In a recent stride towards bolstering their developer efficiency, DoorDash has harnessed the power of Open Policy Agent (OPA) to significant effect. The infrastructure team at DoorDash has observed remarkable advantages from this initiative, including expedited reviews of changes to infrastructure policies, more comprehensive tagging of resources, and a significant reduction in incidents arising from policy violations
Learning from past incidents – DoorDash’s journey to policy automation
A few years ago, DoorDash experienced an incident that caused a sudden drop in their order volume. Although the infrastructure team managed to rectify the situation within an hour, the incident’s root cause was a seemingly innocent mishap: the accidental removal of critical AWS resources buried within a Terraform code containing around 90 other resources. This realisation prompted DoorDash to embark on the path of policy automation to protect against such crucial oversights in the future.
The backbone – leveraging OPA and Atlantis
At the heart of DoorDash’s success lies Atlantis, an open-source orchestrator designed for Terraform plans. This orchestrator takes charge of the Terraform plan lifecycle. The process unfolds with users initiating infrastructure pull requests on GitHub, subsequently triggering a webhook event that gets sent to an Atlantis worker. This worker then fetches OPA policies from a designated S3 bucket.
Ensuring compliance – the role of policy rules
Crafting policy rules using Rego queries has proven instrumental for DoorDash. These policy rules serve as detectives, pinpointing deviations from the expected system state. Here, the contest tool enters the scene, rigorously utilising OPA policies to assess data against policy assertions.
Putting the pieces together – execution and review
Once the contest tool completes its assessment against the Terraform plan, Atlantis steps in to align the plan with the OPA-defined policies. The culmination of this process sees the results, in conjunction with intricate Terraform plan details, being added as comments directly onto the corresponding GitHub pull requests.
Streamlining workflow with pull approve
Moving the efficiency agenda further, DoorDash integrates Pull Approve into the equation. This GitHub integration masterfully handles critical aspects of the development lifecycle: code review, assignment, and policy compliance. With the necessary approvals securely in place, Atlantis takes the reins, executing modifications to AWS resources per the Terraform plan.
Policies – guardians of reliability, velocity, efficiency, and security
Illustrating the versatility of this automation endeavour, Lin Du, Senior Software Engineer at DoorDash, sheds light on the diversity of policies employed. These policies can be categorised into four distinct types: Reliability, Velocity, Efficiency, and Security.

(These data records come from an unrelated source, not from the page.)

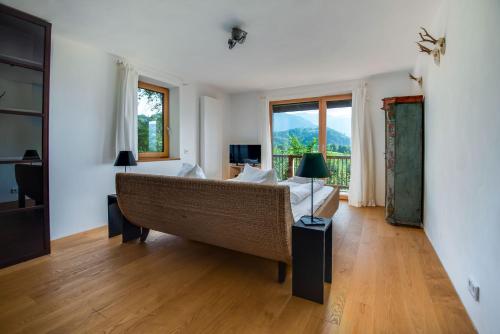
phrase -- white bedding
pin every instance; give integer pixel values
(303, 208)
(301, 191)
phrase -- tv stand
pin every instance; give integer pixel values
(235, 169)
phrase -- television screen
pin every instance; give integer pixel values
(241, 154)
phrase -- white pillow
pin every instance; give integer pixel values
(302, 180)
(194, 172)
(257, 175)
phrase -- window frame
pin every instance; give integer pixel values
(322, 100)
(164, 155)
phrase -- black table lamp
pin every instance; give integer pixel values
(31, 155)
(312, 165)
(125, 158)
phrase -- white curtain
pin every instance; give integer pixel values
(265, 135)
(126, 113)
(362, 184)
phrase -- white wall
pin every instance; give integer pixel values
(462, 179)
(245, 109)
(82, 107)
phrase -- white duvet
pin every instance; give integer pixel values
(300, 197)
(301, 191)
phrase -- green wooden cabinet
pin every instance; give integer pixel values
(404, 160)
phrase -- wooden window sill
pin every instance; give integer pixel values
(157, 159)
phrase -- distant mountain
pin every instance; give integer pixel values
(306, 136)
(283, 122)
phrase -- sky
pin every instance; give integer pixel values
(338, 119)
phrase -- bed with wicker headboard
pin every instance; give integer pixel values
(245, 217)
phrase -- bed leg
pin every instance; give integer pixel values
(144, 234)
(281, 271)
(130, 231)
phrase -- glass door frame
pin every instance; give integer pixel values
(322, 100)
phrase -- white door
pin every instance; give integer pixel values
(211, 131)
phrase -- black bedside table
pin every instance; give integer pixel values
(115, 217)
(311, 259)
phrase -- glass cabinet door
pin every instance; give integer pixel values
(21, 89)
(21, 41)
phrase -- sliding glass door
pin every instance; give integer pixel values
(295, 131)
(321, 124)
(338, 142)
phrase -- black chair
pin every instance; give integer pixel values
(29, 180)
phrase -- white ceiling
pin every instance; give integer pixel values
(289, 43)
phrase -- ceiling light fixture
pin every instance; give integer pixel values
(237, 36)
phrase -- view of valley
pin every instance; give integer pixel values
(297, 132)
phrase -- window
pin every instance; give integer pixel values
(152, 118)
(321, 124)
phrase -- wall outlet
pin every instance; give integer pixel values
(473, 288)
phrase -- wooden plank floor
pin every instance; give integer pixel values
(386, 280)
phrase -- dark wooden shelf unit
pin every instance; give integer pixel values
(25, 43)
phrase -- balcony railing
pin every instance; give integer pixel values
(339, 166)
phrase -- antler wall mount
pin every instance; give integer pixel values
(439, 45)
(417, 79)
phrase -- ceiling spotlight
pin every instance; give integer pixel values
(237, 36)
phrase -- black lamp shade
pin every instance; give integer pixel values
(125, 158)
(31, 155)
(313, 165)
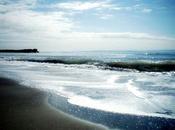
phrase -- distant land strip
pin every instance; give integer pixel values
(19, 51)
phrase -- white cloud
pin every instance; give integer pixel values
(79, 5)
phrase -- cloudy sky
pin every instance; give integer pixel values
(66, 25)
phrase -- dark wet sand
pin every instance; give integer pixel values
(23, 108)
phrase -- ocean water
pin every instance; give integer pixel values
(138, 83)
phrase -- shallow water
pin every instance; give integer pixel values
(86, 84)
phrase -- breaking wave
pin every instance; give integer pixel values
(137, 65)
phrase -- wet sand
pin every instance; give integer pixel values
(23, 108)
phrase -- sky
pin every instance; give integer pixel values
(76, 25)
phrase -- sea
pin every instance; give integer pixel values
(126, 90)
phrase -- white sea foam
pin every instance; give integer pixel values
(114, 91)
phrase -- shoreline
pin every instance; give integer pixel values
(24, 108)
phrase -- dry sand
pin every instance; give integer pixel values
(23, 108)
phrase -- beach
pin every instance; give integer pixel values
(24, 108)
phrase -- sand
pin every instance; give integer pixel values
(23, 108)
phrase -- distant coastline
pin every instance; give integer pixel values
(19, 51)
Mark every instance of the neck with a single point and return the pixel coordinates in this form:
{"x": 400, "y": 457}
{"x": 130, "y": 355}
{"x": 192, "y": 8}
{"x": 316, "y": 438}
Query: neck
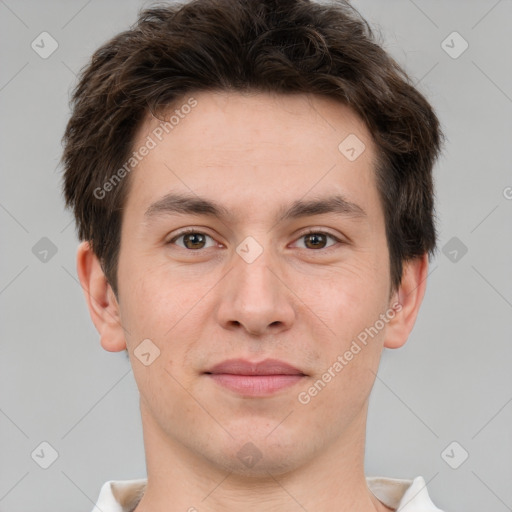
{"x": 180, "y": 479}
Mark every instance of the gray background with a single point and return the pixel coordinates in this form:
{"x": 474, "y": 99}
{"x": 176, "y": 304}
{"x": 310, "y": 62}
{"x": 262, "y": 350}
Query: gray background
{"x": 451, "y": 382}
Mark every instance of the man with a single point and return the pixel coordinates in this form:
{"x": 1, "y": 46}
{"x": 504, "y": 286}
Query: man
{"x": 252, "y": 184}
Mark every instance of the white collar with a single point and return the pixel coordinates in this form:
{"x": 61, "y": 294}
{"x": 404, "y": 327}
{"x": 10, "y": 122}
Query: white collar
{"x": 402, "y": 495}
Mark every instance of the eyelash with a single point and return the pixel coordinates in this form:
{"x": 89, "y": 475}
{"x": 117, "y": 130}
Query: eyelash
{"x": 309, "y": 232}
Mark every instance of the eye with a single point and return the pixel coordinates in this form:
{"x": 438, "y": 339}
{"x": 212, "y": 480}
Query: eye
{"x": 192, "y": 240}
{"x": 317, "y": 240}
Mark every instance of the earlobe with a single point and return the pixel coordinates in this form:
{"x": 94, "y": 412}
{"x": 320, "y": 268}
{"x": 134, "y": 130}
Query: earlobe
{"x": 409, "y": 296}
{"x": 101, "y": 301}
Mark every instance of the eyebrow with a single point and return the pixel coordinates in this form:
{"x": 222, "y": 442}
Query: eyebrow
{"x": 174, "y": 203}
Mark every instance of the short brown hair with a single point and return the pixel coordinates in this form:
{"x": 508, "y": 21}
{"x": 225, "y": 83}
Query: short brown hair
{"x": 284, "y": 46}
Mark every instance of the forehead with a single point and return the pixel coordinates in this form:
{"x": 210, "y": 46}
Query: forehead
{"x": 239, "y": 146}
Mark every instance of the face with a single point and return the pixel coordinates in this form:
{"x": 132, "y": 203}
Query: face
{"x": 284, "y": 258}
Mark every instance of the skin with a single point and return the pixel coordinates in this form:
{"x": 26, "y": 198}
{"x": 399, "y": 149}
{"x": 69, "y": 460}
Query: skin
{"x": 253, "y": 154}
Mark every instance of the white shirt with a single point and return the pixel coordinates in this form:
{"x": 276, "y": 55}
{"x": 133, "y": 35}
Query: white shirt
{"x": 402, "y": 495}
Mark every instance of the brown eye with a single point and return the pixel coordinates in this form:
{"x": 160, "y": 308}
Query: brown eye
{"x": 192, "y": 240}
{"x": 317, "y": 240}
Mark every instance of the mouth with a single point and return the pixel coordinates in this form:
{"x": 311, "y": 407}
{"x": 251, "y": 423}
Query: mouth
{"x": 255, "y": 379}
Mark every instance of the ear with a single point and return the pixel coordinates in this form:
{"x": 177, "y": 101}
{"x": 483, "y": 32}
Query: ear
{"x": 101, "y": 300}
{"x": 408, "y": 298}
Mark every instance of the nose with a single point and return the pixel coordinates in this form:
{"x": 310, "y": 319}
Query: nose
{"x": 255, "y": 297}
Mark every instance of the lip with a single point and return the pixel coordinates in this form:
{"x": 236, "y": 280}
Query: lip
{"x": 255, "y": 378}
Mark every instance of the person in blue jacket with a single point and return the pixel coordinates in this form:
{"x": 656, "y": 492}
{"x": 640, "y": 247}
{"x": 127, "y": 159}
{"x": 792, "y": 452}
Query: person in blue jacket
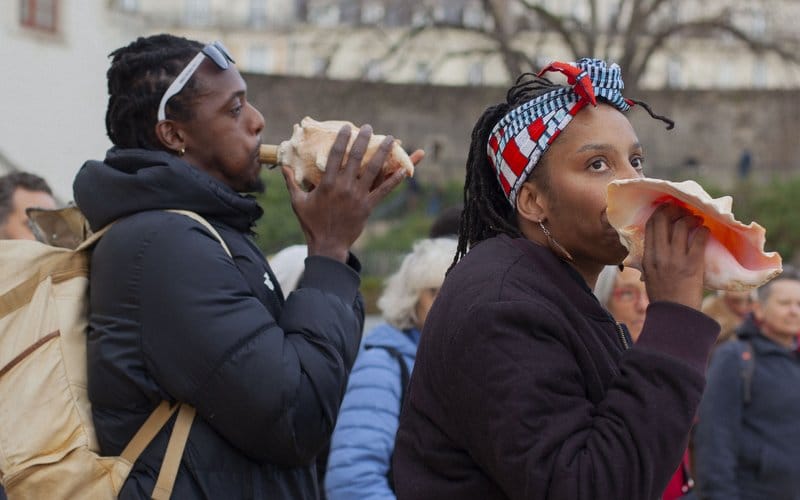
{"x": 173, "y": 317}
{"x": 747, "y": 439}
{"x": 359, "y": 464}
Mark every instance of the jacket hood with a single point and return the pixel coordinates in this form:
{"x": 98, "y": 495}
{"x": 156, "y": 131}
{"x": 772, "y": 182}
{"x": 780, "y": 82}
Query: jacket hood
{"x": 385, "y": 335}
{"x": 135, "y": 180}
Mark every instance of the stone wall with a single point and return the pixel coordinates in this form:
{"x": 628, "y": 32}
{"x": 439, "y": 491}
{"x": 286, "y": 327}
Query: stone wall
{"x": 713, "y": 128}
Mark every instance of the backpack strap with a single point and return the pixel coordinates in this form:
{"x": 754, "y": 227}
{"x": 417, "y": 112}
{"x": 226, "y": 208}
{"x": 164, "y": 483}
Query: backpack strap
{"x": 172, "y": 458}
{"x": 404, "y": 379}
{"x": 161, "y": 415}
{"x": 748, "y": 367}
{"x": 154, "y": 423}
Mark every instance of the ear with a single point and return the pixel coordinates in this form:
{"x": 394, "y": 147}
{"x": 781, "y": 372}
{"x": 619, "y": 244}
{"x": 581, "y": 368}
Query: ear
{"x": 170, "y": 135}
{"x": 758, "y": 311}
{"x": 530, "y": 203}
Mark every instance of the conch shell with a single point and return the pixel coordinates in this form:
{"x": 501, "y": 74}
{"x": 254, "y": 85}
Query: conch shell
{"x": 734, "y": 256}
{"x": 307, "y": 151}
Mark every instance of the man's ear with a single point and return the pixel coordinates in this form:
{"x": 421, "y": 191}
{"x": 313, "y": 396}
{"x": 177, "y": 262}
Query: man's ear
{"x": 170, "y": 135}
{"x": 530, "y": 203}
{"x": 758, "y": 311}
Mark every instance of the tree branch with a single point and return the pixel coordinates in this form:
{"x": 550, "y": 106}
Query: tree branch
{"x": 560, "y": 25}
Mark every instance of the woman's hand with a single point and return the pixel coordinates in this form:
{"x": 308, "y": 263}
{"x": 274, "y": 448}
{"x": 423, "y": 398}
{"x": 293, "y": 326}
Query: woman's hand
{"x": 333, "y": 214}
{"x": 673, "y": 261}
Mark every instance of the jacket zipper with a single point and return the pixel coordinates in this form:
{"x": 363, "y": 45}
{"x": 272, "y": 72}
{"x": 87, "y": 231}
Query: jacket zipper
{"x": 622, "y": 338}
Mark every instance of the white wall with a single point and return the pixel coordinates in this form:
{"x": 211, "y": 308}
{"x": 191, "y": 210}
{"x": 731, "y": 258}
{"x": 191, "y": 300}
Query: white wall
{"x": 53, "y": 89}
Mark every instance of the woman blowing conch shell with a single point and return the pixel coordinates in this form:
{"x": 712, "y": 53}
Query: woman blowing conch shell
{"x": 734, "y": 256}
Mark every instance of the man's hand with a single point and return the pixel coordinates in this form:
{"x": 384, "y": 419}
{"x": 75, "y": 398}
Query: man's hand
{"x": 673, "y": 261}
{"x": 333, "y": 214}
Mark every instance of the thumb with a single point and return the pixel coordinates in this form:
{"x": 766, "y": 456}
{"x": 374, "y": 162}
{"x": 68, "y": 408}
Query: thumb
{"x": 291, "y": 184}
{"x": 417, "y": 156}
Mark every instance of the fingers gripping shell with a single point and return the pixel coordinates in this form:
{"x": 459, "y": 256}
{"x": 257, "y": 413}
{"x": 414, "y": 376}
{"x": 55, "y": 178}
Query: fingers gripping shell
{"x": 307, "y": 151}
{"x": 734, "y": 256}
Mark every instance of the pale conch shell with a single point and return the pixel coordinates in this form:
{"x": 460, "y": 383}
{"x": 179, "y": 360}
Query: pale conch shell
{"x": 307, "y": 150}
{"x": 734, "y": 256}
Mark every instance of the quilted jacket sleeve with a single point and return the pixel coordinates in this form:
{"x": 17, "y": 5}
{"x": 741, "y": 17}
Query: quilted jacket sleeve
{"x": 363, "y": 441}
{"x": 716, "y": 437}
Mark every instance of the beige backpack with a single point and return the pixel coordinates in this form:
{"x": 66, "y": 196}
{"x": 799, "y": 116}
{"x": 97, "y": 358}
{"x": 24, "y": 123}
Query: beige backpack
{"x": 48, "y": 447}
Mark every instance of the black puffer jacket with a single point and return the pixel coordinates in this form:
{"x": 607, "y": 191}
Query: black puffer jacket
{"x": 173, "y": 317}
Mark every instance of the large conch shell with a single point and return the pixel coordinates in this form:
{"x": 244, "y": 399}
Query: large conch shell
{"x": 307, "y": 151}
{"x": 734, "y": 256}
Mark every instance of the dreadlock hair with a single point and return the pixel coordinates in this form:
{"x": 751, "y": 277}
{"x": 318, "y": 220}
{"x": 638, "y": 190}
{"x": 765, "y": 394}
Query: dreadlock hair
{"x": 487, "y": 212}
{"x": 139, "y": 75}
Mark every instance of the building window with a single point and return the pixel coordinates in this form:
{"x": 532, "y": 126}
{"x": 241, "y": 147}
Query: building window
{"x": 258, "y": 13}
{"x": 449, "y": 12}
{"x": 475, "y": 74}
{"x": 422, "y": 73}
{"x": 39, "y": 14}
{"x": 301, "y": 10}
{"x": 324, "y": 15}
{"x": 372, "y": 13}
{"x": 259, "y": 59}
{"x": 198, "y": 12}
{"x": 760, "y": 73}
{"x": 349, "y": 11}
{"x": 319, "y": 66}
{"x": 473, "y": 15}
{"x": 398, "y": 14}
{"x": 674, "y": 77}
{"x": 128, "y": 5}
{"x": 374, "y": 71}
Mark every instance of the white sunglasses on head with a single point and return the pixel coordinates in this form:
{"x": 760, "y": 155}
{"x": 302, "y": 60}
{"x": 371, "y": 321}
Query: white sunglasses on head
{"x": 214, "y": 51}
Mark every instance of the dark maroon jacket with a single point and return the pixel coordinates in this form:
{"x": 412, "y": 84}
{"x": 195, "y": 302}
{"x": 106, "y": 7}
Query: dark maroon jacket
{"x": 523, "y": 387}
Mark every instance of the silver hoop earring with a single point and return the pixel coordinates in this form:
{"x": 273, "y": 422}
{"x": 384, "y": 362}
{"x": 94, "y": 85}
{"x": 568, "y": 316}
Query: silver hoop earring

Under the Reliability umbrella, a paramount consideration is shielding critical resources from unintentional deletion. Du elucidates this point with an example of a policy that identifies these indispensable resources. The policy implementation further mandates a verification step, demanding administrative review before any alterations to these resources can proceed.
For enhancing velocity, Du walks through a scenario where policies aid in checking Terraform modules within a given pull request against an already-approved list. Should the team employ an unlisted module, the policy nudges them to consider pre-approved alternatives, ensuring smooth and efficient code reuse.
Paving the way forward – advantages galore
The results of DoorDash’s policy automation are nothing short of transformative. The infrastructure team’s time invested in reviewing pull requests has notably diminished, paving the way for holistic product improvements. More critically, the team’s newfound ability to spot policy discrepancies early has served as a preemptive shield against incidents stemming from policy violations. A testament to their success, the team has achieved a remarkable increase in resource tagging coverage and standardisation, soaring from a modest 20% to an impressive 97.9%. This achievement has not only optimised costs but also streamlined team dynamics.
DoorDash’s voyage into policy automation exemplifies how leveraging tools like Open Policy Agent, Atlantis, and Pull Approve can yield transformative results. The company has propelled itself towards a future of enhanced developer efficiency, reduced incidents, and cost optimisation through meticulous policy crafting, alignment, and enforcement. As the industry continues to evolve, DoorDash’s success story stands as an inspiration, illuminating a path for others to follow in their pursuit of streamlined workflows and elevated productivity.